The vessels in the cross section are almost exclusively solitary, or as radial or slightly irregular of 2-5 pores, rarely as small tangential groups of 2-3 pores. They have a round, polygonal or radial-oval section and some of them contain dark-brown solid deposits, granular to compact. The radial/tangential diameters for the solitary pores are (25)40-75(128) / (17)30-65(112) µm, the walls are not too thick, of 4-6 μm double wall, the density is 68- 138-146 vessels per mm 2. The vessels have simple perforations on inclined plates, the vertical walls have spiral tickenings, with thick, slightly tilted, nearly horizontal, quite obvious turns. The pitting is shallow, hexagonal, numerous, small (7-8 μm), alternate, with very large chamber (5 μm), sometimes quite badly preserved. The average length of the vascular elements is 88-182 μm. In the lumen, you can see large thin-waled tyloses, and granules or crystals brown colored, dispersed, locally to compact.

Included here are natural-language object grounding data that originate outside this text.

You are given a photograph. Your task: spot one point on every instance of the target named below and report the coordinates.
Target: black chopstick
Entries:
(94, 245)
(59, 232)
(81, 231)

The axial parenchyma - is of apotracheal type and appears as few short uniseriate lines or diffuse, as 1-2 cells dispersed among the fibers and paratracheal few also visible especially in the longitudinal sections as large, polygonal cells attached to the vessels, with many opposite pits, or as numerous strands with more than 6 rectangular empty cells, not too thick walled, sometimes bearing solitary crystals.
The medullary rays - thin to thick in cross section show obvious dilation at the growth rings boundary. They are relatively linear and can touch vessels. The ray cells appear pitted on the horizontal walls. In tangential section have 1-12(16) cells thick. The rays of 1-4 cells thick are not very tall, appear relatively numerous around the thick rays and are formed of round or oval or slightly elongated vertical oval cells, (of 12-16-20 µm in diameters), mixed or arranged marginally as incomplete sheats. The thicker rays are frequently dissected by 1-3 fibers and have uniseriate endings of 1-3 rounded cells, the last being triangular and elongated. The body cells tend to be more rounded and more equal in size of 7-11 μm in diameters. The frequency is of 8-10 rays per horizontal tangential mm. Radially the rays have all procumbent cells, with varying height of 11-16-20 μm. On the ray- cells small simple pits of 2 μm punctuation, slightly irregular in 1-2 horizontal rows arranged, quite badly preserved. Sometimes the ray cells have 1-3 large crystals, polygonal to oval-rounded, floating in a dark mass. Sometimes, only their contours are visible.
The fibers have a polygonal section of 10-12 μm in diameter, relatively thick walled 3-6 μm to very thick and with round to point like lumen. Vertical have spiral thickenings and rare small, numerous bordered pits in a single vertical row, slightly irregular, and rare septa.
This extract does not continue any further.